Female goalie powers Massapequa HS hockey team
Related mediaShe saves victories for boys team Massapequa goalie Dana DeMartino College commitments Recent HS sports photos
The first thing you notice is the voice. The goalie of Massapequa's high school hockey team loves to talk, barking out directions to defensemen as the play unfolds around them. The voice is loud, authoritative and, well, surprisingly high-pitched.
"That's the only thing that gives it away," team captain Brett Ansbacher said. "There's no way you would know our goalie is a girl until you hear her on the ice."
That's right, the goalie is a girl. One of the top goalies in the Nassau County league is a ponytailed, pearl-earring-wearing dynamo of athleticism named Dana DeMartino.
Over the years, a half-dozen or so females have played boys high school hockey on Long Island, but no girl has played as significant a role as the 5-2 DeMartino.

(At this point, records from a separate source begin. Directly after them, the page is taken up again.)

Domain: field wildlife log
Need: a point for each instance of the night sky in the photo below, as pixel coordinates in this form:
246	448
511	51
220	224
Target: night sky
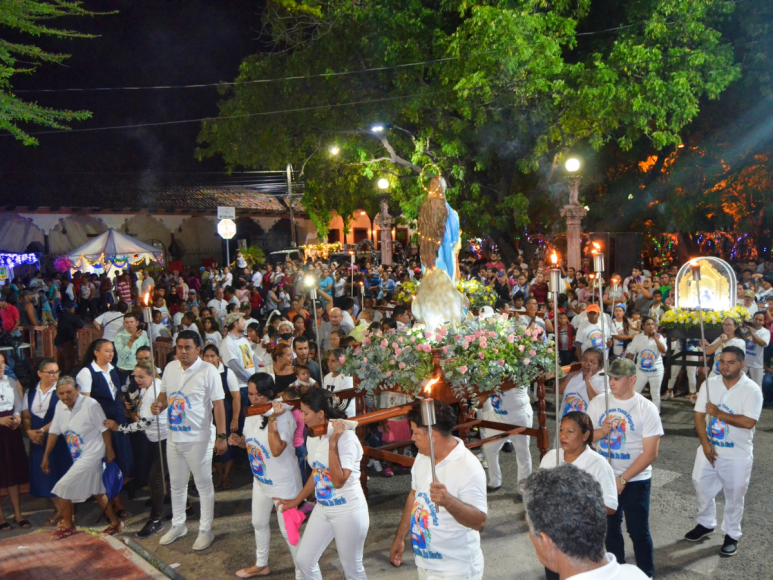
149	42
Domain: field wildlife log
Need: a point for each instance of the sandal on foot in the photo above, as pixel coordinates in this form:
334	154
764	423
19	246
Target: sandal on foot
113	529
63	533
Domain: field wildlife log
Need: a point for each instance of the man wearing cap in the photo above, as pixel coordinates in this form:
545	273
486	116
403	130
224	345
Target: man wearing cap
237	354
630	436
724	459
589	333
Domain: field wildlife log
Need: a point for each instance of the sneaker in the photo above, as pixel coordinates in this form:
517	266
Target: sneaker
149	529
172	535
697	533
204	540
729	547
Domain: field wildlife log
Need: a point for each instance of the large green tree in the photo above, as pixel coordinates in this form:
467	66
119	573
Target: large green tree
491	93
26	19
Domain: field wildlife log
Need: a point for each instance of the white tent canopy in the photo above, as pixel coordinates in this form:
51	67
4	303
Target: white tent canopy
112	245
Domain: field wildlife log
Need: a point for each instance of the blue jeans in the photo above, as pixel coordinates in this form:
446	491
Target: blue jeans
634	503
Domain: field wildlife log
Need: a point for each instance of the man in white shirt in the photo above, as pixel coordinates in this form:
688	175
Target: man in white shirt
724	459
191	391
558	502
631	436
756	341
444	518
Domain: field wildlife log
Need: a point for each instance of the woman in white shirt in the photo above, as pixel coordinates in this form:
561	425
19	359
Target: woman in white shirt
648	349
334	381
81	421
341	512
268	439
14	470
149	383
576	438
731	336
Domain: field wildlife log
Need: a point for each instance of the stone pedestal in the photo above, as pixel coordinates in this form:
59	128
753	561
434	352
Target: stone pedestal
573	214
385	222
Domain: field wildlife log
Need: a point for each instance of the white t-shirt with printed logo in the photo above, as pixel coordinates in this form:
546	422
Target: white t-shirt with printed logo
754	352
440	543
190	394
349	456
576	396
633	420
82	429
648	357
745	398
276	476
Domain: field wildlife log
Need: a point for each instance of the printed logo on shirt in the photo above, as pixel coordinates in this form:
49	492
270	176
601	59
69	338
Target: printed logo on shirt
574	402
647	361
258	455
179	405
247	361
421	538
74	444
719	430
614	445
323	487
496	404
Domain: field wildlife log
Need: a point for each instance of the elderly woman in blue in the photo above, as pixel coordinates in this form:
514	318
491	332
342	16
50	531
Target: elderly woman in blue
38	408
99	380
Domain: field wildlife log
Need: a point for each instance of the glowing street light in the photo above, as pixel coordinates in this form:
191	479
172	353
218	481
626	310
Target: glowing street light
572	164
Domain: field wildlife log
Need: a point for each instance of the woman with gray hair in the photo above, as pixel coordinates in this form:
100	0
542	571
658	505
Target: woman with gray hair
568	523
81	420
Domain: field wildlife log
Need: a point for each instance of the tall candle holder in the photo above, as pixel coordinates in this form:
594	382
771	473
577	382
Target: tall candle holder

Last season, her first as a starter, DeMartino helped lead Massapequa to a New York AAU Large School state title. This season, the 17-year-old compiled a 12-5-1 record as her team reached the title series but fell to East Williston-Jericho.
"Dana is a fierce competitor," said former Islander Pat LaFontaine, who coached DeMartino on the Long Island Royals youth team. "She has never been afraid to go in there with the boys. She looked at it as a challenge. She loves to play."
DeMartino said she has loved to play since she was 4 years old when her father, John, who briefly played minor league hockey and now works as an engineer and private goaltending coach, brought her on the ice and started firing pucks at her.
"My dad is my inspiration," she said. "I wanted to be like him. So I got him to buy me some pads, and that was it. "
Though DeMartino has played on girls teams -- she also plays for a girls youth hockey team in New Jersey -- she has spent most of her career playing with boys. What she lacks in size -- she is often a full foot shorter than the opposing male goalie -- she makes up for in technique, Massapequa assistant coach Tom Kiernan said.
"She's almost always in the right place," Kiernan said. "When you're smaller and you don't take up a lot of space, you have to do things to make up for it. She's very agile, very competitive and very technically strong."
DeMartino has caught the eye of several college women's hockey coaches, though she might take a postgraduate year at a prep school with a strong girls program. Her goal is to play for a Division I women's team.
Coach Tony DeMayo says he has never seen a girl play a more important role on a boys team in his 31 years of coaching. Still, he admits he was "a little nervous" when he first named DeMartino the team's starter.
"She proved herself, especially at the end of last year," DeMayo said. "Last year there were a couple of the kids on the team when we were struggling who decided maybe they just didn't like the idea of playing with a girl . . . I just told them to shut up. We can't win without her."
DeMartino's biggest challenges are the logistics off the ice. At Bethpage Community Park ice rink, where her team plays most of its games, she has a separate locker room where she can get dressed before joining the team in its locker room for the pregame talk. On the road, however, she sometimes has to dress in the public restroom or a closet-sized office.
She also has to meticulously remove any makeup before the game, because she likes to take off her helmet and squirt water over her head between periods and "eyeliner tastes terrible."
For the most part this season, no one on the ice thinks twice about playing against a girl.
Goals-allowed average: 1.43
Elsewhere: The other female goalie in the league is Rachel Havrylkoff, 15, a sophomore who plays for Great Neck-Sewanhaka and attends New Hyde Park HS.